The release of sulfur dioxide and nitric oxide into the atmosphere causes a reaction with oxygen and ozone to yield sulfuric and nitric acid in which the rate is increased further in the presence of sunlight. The deposition of these two compounds onto the Earth’s surface is the phenomenon known as acid rain. Although the term “acid rain” is widely used, it is but a subcategory under acid precipitation, therefore a more general and accurate description is needed.

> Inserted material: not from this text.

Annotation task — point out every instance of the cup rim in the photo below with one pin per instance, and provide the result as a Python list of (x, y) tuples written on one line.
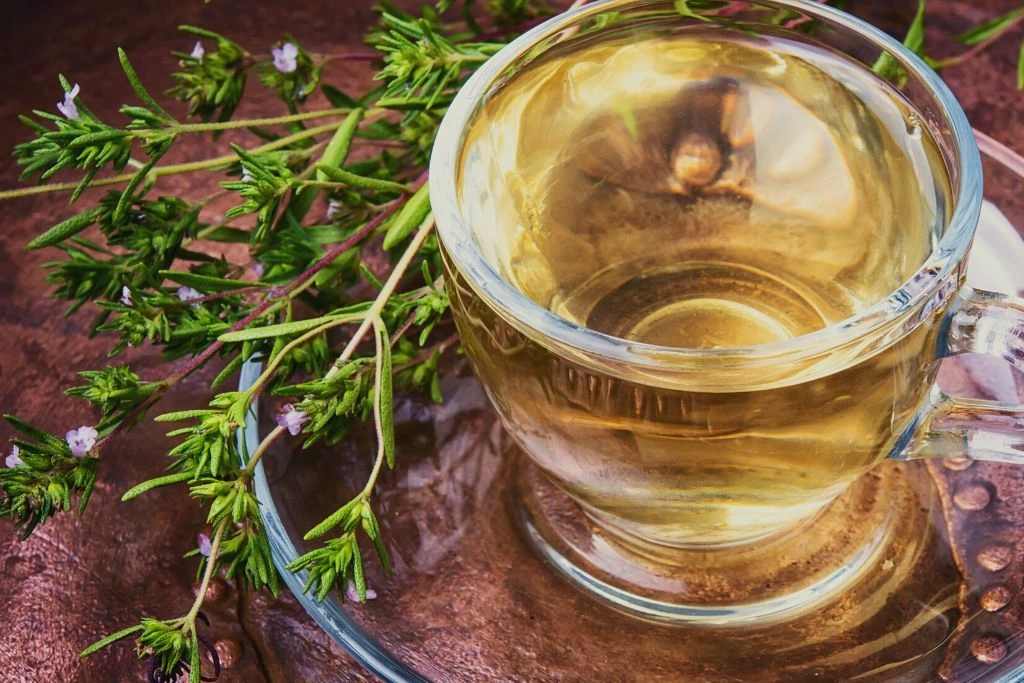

To emphasize why that is, let us introduce the two types of acid depositions: wet and dry. The portion of these compounds that dissolves in cloud droplets and precipitates in the form of rain, snow, sleet, hail, fog or mist, is known as a wet deposition. The portion that gets integrated with dust and smoke during dry weather which then gets deposited on the ground in the form of particles and gases is known as dry deposition. Runoff water washes them away where it eventually combines with the acid precipitations, which yield a solution that is even more acidic. Dry depositions account for 20 to 60% of all forms of depositions and are just as damaging to the environment as wet depositions.

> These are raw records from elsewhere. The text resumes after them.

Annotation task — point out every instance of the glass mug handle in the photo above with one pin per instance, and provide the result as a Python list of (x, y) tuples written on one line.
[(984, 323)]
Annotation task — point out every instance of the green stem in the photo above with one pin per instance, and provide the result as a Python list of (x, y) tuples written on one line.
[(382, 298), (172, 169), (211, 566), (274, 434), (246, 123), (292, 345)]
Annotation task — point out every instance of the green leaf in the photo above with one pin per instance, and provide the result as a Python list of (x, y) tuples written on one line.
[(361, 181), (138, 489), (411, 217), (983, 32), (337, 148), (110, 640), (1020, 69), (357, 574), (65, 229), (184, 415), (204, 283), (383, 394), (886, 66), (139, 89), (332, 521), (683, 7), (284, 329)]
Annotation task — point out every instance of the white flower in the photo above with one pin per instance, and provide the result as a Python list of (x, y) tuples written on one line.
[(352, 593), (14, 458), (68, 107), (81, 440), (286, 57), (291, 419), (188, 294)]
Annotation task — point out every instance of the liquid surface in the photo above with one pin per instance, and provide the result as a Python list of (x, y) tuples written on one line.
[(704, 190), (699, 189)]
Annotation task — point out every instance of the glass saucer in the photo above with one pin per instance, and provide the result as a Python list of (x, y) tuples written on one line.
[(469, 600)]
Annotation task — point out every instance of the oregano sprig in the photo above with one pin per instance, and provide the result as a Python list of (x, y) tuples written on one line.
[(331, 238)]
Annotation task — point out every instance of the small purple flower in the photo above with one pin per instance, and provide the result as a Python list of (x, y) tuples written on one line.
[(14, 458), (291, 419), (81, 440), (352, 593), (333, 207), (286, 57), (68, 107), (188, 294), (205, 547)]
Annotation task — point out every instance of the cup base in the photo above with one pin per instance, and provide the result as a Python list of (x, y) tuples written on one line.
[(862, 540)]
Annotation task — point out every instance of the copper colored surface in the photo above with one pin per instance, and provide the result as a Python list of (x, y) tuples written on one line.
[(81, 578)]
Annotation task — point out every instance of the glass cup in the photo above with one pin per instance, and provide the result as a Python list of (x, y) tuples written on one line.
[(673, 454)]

Therefore the term “acid deposition” is a more suitable portrayal for this procedure. The acidity is measured using the PH scale, which ranges from 0 to 14, 7 being neutral (drinking water) and 0 being most acidic. The acidity of rain has a varied PH scale. Normal rain has an acidity of around 5 to 6, because carbon dioxide in the air dissolves in the molecules of water, releasing hydrogen ions, thereby increasing its acidity. When the PH falls below 5.6, it is considered acid rain.
The typical value of acid depositions is roughly around 4. The record of the lowest acid precipitation measure was as low as 1.6 in North America, which is close to the acidity of the vinegar. Another way of measuring acidity is by comparing the number of molecules in the atmosphere relative to one another, enabling scientists to determine the quantities of the harmful compounds present. As for the sources of nitric oxide and sulfur dioxide emissions, scientists have found that approximately 65% of the compounds released into the atmosphere originate from manmade sources such as fossil fuel combustion (mainly from coal-burning electrical power plants) and the smelting of sulfide ores.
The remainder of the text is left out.